The CBOE Volatility Index (VIX) is showing signs of a possible rise in market volatility, according to the latest Sevens Report. After peaking significantly in August and subsequently falling to around 15, the VIX has started forming a series of higher lows. This pattern has not been seen since late 2021, a period that led to notable market instability. This was also further explained by CNBC in this in-depth analysis.
Unusual VIX Futures Structure Raises Concern
Sevens Research highlights the abnormal structure in VIX futures. The futures curve is currently in backwardation, where the October contract is trading at a premium to the November contract, as further explained by Reuters.
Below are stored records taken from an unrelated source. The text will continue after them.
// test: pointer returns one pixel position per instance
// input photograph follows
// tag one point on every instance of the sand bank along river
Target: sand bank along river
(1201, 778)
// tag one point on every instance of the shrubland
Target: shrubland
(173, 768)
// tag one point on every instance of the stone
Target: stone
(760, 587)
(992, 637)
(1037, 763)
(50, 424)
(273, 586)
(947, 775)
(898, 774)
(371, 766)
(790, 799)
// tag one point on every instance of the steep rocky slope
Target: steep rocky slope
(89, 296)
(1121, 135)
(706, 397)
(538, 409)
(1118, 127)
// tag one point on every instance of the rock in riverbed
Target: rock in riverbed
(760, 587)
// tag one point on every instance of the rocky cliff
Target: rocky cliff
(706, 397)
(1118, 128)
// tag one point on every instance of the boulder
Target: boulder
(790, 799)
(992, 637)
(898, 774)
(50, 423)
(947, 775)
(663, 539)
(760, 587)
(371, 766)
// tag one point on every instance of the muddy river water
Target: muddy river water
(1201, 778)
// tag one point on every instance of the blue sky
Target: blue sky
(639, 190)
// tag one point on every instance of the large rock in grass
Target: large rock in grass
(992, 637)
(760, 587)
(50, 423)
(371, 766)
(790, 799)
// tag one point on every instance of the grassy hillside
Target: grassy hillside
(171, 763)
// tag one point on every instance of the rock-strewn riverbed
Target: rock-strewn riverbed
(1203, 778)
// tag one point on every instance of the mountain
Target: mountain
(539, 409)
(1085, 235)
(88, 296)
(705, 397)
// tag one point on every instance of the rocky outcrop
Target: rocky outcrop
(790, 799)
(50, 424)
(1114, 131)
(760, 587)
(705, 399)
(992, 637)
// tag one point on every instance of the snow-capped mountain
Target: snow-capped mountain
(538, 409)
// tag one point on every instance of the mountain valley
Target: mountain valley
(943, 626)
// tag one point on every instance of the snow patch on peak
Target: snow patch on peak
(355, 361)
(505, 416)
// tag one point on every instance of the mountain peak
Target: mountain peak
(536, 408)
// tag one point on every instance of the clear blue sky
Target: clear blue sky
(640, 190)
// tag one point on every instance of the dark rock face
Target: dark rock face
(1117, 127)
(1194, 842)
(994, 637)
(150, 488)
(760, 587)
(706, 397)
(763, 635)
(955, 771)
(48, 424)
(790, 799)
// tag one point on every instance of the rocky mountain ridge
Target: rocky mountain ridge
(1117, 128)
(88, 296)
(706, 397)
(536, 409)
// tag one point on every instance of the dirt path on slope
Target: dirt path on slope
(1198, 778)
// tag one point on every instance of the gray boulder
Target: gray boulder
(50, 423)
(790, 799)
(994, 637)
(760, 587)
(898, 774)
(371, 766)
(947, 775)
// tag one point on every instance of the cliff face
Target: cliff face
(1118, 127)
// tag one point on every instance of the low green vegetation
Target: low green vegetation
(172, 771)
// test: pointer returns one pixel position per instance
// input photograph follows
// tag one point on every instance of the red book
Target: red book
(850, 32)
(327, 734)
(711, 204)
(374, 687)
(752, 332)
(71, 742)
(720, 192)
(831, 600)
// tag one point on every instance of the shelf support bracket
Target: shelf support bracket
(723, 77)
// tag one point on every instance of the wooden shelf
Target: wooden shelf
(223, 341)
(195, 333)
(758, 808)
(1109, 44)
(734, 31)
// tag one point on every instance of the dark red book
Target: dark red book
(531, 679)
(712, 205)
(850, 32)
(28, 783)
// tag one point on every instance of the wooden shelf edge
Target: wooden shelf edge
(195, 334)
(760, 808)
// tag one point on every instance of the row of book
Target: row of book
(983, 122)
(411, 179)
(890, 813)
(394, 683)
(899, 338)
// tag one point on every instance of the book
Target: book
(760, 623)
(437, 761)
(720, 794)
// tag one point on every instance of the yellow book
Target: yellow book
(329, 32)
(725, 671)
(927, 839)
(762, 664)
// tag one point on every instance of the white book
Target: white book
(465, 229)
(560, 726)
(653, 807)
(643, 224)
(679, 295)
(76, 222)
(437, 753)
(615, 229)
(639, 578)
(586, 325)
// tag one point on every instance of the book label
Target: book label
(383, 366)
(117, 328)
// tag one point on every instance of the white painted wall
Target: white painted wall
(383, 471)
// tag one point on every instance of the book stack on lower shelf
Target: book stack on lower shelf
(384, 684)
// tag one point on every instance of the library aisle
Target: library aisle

This is uncommon, as typically, longer-duration futures trade at higher prices due to their greater associated risk. The inversion suggests that traders are preparing for a significant increase in market volatility before the October contract’s expiration in mid-October.
Indicators to Monitor for Market Movement
The Sevens Report advises investors to monitor three key developments: a rise in the VIX above the 24 level, which would indicate heightened volatility; normalization of the VIX futures curve, a potential positive signal for equities; or a growing premium between the October and November contracts. If the premium between the two contracts widens, it may indicate increasing risk of a market selloff that could send the S&P 500 back to its early September levels or potentially revisit early August lows.
Conclusion: Be Alert for Volatility Signs
The Sevens Report suggests keeping a close eye on these indicators over the next few weeks, as they may serve as early warning signs for market changes. With potential volatility on the horizon, investors should stay alert for potential shifts in market dynamics.